Il protagonista, Arthur Fleck, si barcamena nel tentativo di essere un comico, identità che si istituisce da bambino in seno alle parole materne “put on a happy face” e si alimenta grazie dall’idolo Franklin Murray, un comico e presentatore da cui Arthur spera di essere riconosciuto e invitato in trasmissione. Il protagonista vive in una condizione di precarietà socio-economica assieme alla madre vecchia e malata, nelle periferie di una Ghotam in degrado. È affetto da una patologia psichiatrica che, tra le altre cose, gli causa una risata involontaria che prende spesso il sopravvento. Le cose si complicano ulteriormente quando perde il misero lavoro da clown e tagliano i fondi ai servizi sociali che lo seguono. Anche la speranza di svelare l’identità del padre mai conosciuto si frantuma nello scoprire che si trattava di un delirio erotomaniacale della madre adottiva.
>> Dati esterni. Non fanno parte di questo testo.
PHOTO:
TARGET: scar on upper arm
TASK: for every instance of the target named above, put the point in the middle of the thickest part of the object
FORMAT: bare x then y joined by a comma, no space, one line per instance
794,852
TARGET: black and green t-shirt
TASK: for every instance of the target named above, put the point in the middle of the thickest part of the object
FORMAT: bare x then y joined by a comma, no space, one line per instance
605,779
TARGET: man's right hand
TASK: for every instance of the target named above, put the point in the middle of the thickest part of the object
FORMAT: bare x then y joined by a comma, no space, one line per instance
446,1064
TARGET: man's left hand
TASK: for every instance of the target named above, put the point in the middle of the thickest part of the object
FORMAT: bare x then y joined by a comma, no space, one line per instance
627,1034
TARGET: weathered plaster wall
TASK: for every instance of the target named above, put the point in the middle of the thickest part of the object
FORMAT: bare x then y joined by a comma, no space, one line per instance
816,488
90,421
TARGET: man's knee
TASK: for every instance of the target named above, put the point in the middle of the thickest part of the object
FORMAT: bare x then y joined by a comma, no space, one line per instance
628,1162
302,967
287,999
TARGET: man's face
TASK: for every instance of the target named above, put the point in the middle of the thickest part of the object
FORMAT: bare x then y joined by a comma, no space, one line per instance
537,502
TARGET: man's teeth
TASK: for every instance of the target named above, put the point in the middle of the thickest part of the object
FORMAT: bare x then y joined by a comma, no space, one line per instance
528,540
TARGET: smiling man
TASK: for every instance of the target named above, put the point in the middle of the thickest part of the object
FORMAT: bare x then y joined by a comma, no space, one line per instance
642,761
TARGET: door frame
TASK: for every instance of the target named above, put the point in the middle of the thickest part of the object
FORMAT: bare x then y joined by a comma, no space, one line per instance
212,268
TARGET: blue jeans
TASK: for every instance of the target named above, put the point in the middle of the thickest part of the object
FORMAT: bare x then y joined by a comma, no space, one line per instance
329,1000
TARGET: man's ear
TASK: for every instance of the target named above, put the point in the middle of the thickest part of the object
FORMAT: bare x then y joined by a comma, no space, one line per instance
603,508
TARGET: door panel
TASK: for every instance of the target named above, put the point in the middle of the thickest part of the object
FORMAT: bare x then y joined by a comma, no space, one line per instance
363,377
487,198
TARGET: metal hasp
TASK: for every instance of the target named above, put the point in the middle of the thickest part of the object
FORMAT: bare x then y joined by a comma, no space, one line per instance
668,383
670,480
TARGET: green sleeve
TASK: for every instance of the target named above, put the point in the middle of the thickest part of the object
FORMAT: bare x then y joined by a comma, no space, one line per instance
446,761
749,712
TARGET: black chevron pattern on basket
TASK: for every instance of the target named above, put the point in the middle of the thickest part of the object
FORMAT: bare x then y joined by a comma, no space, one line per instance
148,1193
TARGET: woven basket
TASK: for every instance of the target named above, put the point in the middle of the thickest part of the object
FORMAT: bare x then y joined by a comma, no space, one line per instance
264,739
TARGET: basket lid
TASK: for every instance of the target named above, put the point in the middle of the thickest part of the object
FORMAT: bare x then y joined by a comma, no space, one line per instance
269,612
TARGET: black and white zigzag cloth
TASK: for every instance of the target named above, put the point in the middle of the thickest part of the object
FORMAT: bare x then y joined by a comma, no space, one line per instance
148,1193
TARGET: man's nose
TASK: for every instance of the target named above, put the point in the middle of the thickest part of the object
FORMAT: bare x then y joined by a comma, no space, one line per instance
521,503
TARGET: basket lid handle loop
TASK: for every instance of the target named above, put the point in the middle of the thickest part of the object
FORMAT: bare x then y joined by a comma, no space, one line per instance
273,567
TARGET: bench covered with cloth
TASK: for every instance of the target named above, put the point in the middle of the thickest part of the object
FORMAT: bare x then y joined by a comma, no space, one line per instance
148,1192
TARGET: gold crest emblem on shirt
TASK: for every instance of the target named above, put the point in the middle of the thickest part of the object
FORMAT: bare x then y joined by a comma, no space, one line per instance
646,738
Sulla scia di questi e altri drammi si scatena la psicosi di Arthur Fleck, in una escalation di delirio e violenza. Figlio di nessuno e rimasto senza niente, il protagonista diviene lo scarto di una società che lo ha abbandonato, relegandone il malessere nel degrado della periferia. Joker rappresenta così il ritorno di un rimosso che scompagina la quiete della società borghese, il ritorno di una follia che non si lascia segregare. Arthur la vittima, l’oggetto scarto disprezzato dall’Altro, rammenda la sua esistenza attraverso Joker che, come accade spesso nella paranoia, trasforma quell’ideale che lo denigra (il presentatore Franklin Murray) in un persecutore da eliminare, passando da vittima a carnefice.
Come potrebbe suggerire Lacan, Joker diventa il sinthomo di Arthur, una supplenza che gli permette di farsi un nome attraverso cui ricucire un’esistenza divenuta altrimenti insostenibile. Allo stesso modo in cui il corpo di Joker è invaso da un godimento ingovernabile – la risata -, egli stesso si espande (e si moltiplica attraverso gli insorgenti con le maschere da clown) come spinta pulsionale ingovernabile dall’io-sociale (le forze dell’ordine che vengono sempre sopraffatte). Così la pulsione diventa un treno carico di insorgenti che dalla clandestinità della periferia punta verso i grattacieli dal centro città per creare il caos. Tutto ciò mostra ancora una volta come l’io-forza-di-volontà non sia padrone del proprio corpo, come la questione della pulsione non sia il governo, ma semmai la forma e l’oggetto attraverso cui si soddisfa.

A un certo punto, a fare da contraltare è la figura del giovanissimo Bruce Wayne, che assiste all’assassinio dei suoi genitori e dal cui trauma, attraverso un percorso resiliente, diverrà Batman. Dunque due traumi, quelli di Arthur e quello di Bruce, che hanno prodotto due soggetti molto diversi, Joker e Batman. Cos’ha permesso due soggettivazioni così differenti della sofferenza? Cosa ne sarebbe stato di Joker se il suo Altro-sociale non ne avesse fatto di lui uno scarto? Il Joker di Todd provoca la coscienza collettiva su chi si identifica come il nemico, l’altro immaginario da tenere segregato nelle periferie del mondo e del cui corpo temiamo un’invasione pulsionale che creerebbe il caos nella quiete borghese delle nostre vite.